To him, a handshake was a binding contract. When he was in the hospital
for the last time and sold his yacht, The Wild Goose, for an amount far
below its market value, he learned the engines needed minor repairs. He
ordered those engines overhauled at a cost to him of $40,000 because he
had told the new owner the boat was in good shape.
Duke's generosity and loyalty stood out in a city rarely known for
either. When a friend needed work, that person went on his payroll. When
a friend needed help, Duke's wallet was open. He also was loyal to his
fans. One writer tells of the night he and Duke were in Dallas for the
premiere of Chisum. Returning late to his hotel, Duke found a message
from a woman who said her little girl lay critically ill in a local
hospital. The woman wrote, "It would mean so much to her if you could
pay her just a brief visit." At 3 o'clock in the morning he took off for
the hospital where he visited the astonished child and every other
patient on the hospital floor who happened to be awake.
I saw his loyalty in action many times. I remember that when Duke and
Jimmy Stewart were on their way to my second inauguration as governor of
California they encountered a crowd of demonstrators under the banner of
the Vietcong flag. Jimmy had just lost a son in Vietnam. Duke excused
himself for a moment and walked into the crowd. In a moment there was no
Vietcong flag.
Final
Curtain
Like any
good John Wayne film, Duke's career had a gratifying ending. In the
1970s a new era of critics began to recognize the unique quality of his
acting. The turning point had been the film True Grit. When the Academy
gave him an Oscar for best actor of 1969, many said it was based on the
accomplishments of his entire career. Others said it was Hollywood's way
of admitting that it had been wrong to deny him Academy Awards for a
host of previous films. There is truth, I think, to both these views.
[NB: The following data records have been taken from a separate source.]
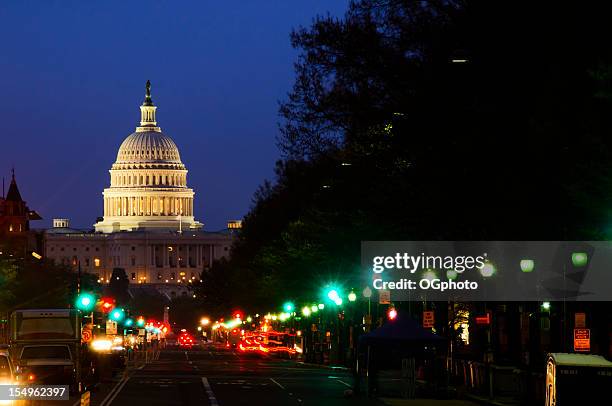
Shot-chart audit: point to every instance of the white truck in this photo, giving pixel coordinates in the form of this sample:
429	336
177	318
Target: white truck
45	345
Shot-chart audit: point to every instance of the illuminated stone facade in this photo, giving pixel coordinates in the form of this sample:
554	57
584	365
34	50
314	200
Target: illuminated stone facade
148	182
148	228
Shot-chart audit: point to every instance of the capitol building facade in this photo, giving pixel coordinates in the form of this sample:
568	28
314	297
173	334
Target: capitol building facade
149	227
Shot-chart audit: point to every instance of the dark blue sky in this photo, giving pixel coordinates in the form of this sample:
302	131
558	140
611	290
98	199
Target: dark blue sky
72	76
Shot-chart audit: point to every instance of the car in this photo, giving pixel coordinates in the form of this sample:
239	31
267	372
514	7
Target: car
7	373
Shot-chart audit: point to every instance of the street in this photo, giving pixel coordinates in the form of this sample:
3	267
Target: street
219	376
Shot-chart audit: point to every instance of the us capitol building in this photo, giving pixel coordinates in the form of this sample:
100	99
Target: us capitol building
148	228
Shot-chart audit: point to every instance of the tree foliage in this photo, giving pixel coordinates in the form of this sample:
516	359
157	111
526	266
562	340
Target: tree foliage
450	120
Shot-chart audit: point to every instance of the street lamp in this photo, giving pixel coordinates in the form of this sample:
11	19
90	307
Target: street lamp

Yet who can forget the climax of the film? The grizzled old marshal
confronts the four outlaws and calls out: "I mean to kill you or see you
hanged at Judge Parker's convenience. Which will it be?" "Bold talk for
a one-eyed fat man," their leader sneers. Then Duke cries, "Fill your
hand, you son of a bitch!" and, reins in his teeth, charges at them
firing with both guns. Four villains did not live to menace another day.
"Foolishness?" wrote Chicago Sun-Times columnist Mike Royko, describing
the thrill this scene gave him. "Maybe. But I hope we never become so
programmed that nobody has the damn-the-risk spirit."
Fifteen years ago when Duke lost a lung in his first bout with cancer,
studio press agents tried to conceal the nature of his illness. When
Duke discovered this, he went before the public and showed us that a man
can fight this dread disease. He went on to raise millions of dollars
for private cancer research. Typically, he snorted: "We've got too much
at stake to give government a monopoly in the fight against cancer."
Earlier this year, when doctors told Duke there was no hope, he urged
them to use his body for experimental medical research, to further the
search for a cure. He refused painkillers so he could be alert as he
spent his last days with his children. When John Wayne died on June 11,
a Tokyo newspaper ran the headline,
"Mr. America passes on."
"There's right and there's wrong," Duke said in The Alamo. "You gotta do
one or the other. You do the one and you're living. You do the other and
you may be walking around but in reality you're dead."
Duke
Wayne symbolized just this, the force of the American will to do what is
right in the world. He could have left no greater legacy.